Signing off on our crazy and yet immensely satisfying Mongolian tour with a shout out for Roger…
Thank you Roger for giving me the courage to stay crazy.
The strength to set uncommon goals.
And the partnership as we achieve those goals.
This picture for ever will enshrine in my mind that craziness, uncommon goals and the partnership …
And thank you Sharmila and Shauna for tolerating all that craziness…
And with that, ladies and gentlemen, we bow out of our Mongolian chapter.
We had all the normal goals that you would set for yourself if you were to go to Mongolia – you know the gers, the nomads, the camels, the sand dunes and all that. We did all that and more.
We had another goal for ourselves. Not something you would normally think of. But then again, we are talking about Roger and myself. If it is not quirky, it is not us.
We had a goal of buying a fountain pen from Mongolia!! Both Roger and I write with fountain pens and share a common love for collecting fountain pens.
Calligraphy was originally invented in China and the Mongols had their own variation in their scripts (I am talking about 2000 years back). In fact, we got all our family members’ names written in the old Mongol style in wall hangings that we are bringing back home.
While in USA, after a lot of research, we had found out one shop that claimed to carry fountain pens in Ulanbaatar. You can guess the rest…
We are proud owners of two identical fountain pens from Mongolia!!

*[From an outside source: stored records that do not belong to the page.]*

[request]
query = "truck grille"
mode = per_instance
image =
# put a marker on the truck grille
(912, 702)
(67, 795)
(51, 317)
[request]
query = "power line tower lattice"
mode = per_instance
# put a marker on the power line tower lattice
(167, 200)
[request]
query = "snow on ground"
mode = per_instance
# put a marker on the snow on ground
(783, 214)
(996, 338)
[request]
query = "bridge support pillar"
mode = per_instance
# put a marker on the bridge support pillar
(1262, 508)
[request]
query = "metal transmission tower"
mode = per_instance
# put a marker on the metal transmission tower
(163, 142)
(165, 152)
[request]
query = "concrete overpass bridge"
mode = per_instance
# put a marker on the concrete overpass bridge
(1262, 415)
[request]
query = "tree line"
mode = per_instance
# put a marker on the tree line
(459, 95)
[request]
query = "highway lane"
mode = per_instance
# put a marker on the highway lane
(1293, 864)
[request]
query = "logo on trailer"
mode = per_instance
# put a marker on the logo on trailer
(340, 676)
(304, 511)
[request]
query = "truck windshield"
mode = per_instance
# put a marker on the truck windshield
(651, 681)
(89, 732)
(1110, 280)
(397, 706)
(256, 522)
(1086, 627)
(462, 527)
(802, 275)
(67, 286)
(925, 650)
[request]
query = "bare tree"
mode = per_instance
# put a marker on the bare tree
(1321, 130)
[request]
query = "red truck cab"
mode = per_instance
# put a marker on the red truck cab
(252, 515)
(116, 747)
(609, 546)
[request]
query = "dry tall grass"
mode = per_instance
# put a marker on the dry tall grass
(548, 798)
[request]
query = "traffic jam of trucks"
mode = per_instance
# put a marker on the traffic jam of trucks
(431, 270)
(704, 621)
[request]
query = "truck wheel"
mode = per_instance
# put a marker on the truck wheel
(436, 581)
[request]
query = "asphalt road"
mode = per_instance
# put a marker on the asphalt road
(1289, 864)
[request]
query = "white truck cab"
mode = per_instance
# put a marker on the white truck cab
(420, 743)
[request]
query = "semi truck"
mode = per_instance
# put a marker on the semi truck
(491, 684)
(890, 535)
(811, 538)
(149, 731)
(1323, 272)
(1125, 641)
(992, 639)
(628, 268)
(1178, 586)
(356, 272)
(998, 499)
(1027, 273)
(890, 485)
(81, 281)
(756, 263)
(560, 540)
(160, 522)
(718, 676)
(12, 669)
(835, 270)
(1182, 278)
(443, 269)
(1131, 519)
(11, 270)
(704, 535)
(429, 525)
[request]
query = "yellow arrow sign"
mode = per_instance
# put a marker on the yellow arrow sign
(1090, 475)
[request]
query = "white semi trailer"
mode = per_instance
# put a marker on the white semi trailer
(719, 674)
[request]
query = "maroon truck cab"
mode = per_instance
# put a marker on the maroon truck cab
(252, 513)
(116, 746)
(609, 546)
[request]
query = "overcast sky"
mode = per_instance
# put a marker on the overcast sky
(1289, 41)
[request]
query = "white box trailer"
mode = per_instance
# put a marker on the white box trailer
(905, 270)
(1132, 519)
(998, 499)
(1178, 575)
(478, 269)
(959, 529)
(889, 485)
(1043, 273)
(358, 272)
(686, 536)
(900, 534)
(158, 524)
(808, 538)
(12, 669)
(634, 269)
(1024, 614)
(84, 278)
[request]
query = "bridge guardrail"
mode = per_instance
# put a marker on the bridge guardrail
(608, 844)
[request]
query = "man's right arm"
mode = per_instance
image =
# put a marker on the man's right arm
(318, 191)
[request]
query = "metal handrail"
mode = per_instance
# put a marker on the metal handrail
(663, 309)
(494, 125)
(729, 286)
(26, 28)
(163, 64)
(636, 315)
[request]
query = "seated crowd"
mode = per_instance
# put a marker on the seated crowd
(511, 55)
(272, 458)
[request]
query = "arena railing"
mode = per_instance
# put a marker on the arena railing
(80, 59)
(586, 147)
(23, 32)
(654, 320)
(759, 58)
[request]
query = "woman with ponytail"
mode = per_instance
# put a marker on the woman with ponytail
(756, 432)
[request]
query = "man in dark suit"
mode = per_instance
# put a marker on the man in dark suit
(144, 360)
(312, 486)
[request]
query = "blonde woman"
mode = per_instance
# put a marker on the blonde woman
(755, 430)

Disclaimer: While the pens were bought from Mongolia to add to our libraries, they are not actually made in Mongolia. Nobody makes fountain pens in Mongolia. These are of Turkish origin. So, our bragging rights is “we got them from Mongolia” 🙂
One of the rules Roger had laid down when I was looking for tickets to Mongolia was that for all the down to earth living we were going to have in Mongolia, we have to travel business class to and from there.
This is also Roger’s first international trip in business class. It is fair to say he is suitably impressed. Some of his observations enroute are hilarious..
Sitting next to me on our flight from Istanbul and Bishkek, he looked up to me in between chomping down his smoked salmon and red wine and gave his verdict:
“I think Business Class means never having to worry about starving”!!
To get the context of this post, I have to assume you have read a previous post titled “And he thought he can one up on me” from May 30th.
We were sitting by the Bayanzag cliffs. We had already downed a couple of glasses of wine. So, I may or may not have been talking too much…
Roger, took one long sip from his glass and yelled “WHO-TO”. For a second, I was wondering “what the heck? Is he trying to experiment with echoes in the cliff?”
Then I realized the faux pas he had made with “To Who” before trying to understand how to say “shut up”. (And this is where the context of the previous event helps).
In a few seconds, both Sara and I realized what was going on…
After I had picked myself up from the ground, I asked – “Did you mean, To Who?”.
Anguished by his self inflicted defeat one more time, Roger sheepishly asked “I can’t even recall my mistakes correctly, can I?”
No. You can’t, Roger Whitney.
And that is a good thing about you!!! 🙂
(This lake has over 1000 islands but no outflow)
I think we are going the wrong way here… First we had printed boarding cards. Then, at Dalanzadgad we went to hand written boarding cards. Now, at Bishkek, we have absolutely blank boarding cards. It is not even an unfilled card. It is a completely blank card with the name of the airport.
Pretty strange experience. At Bishkek, transit passengers like us are given a blank card and we have to show that to get back on our plane. Funny part is that at the gate, they take the card and check our passport. Not sure what they were matching our names in the passport to!!!
You see those mean looking clouds? They were the reason why we got delayed by over 13 hours!!!
As you travel through Mongolia, you are bound to see a lot of Ovoos. These are basically some hap hazard piles of stones with some colorful pieces of cloth often attached to them. This particular one that we saw had a lot of cattle skulls lined up on one side.
I understand these are sacred to Mongolians and are pretty common in China too. In Mongolia you will often find them on top of hills, in the middle of desert and pretty much anywhere. Some are small and humble and some are big and elaborate.
Active ceremonies would include spreading rice or milk etc around these Ovoos.
Never knew of them. Learnt another new thing.
As you drive thru the vast lands of Mongolia, you are bound to be struck by an oddity – and that is how their electricity distribution poles look. Without exception, they have a concrete lower portion and then a longer wooden portion that seems to be held together by some ropes or something. For the life of me, I have not been able to understand why. Nobody seems to know why.
On the internet, there are some theories that this is driven by the fact that the frozen ground (during extreme cold weathers) can crack the wood. Which raises the question – why not make the whole thing with concrete then?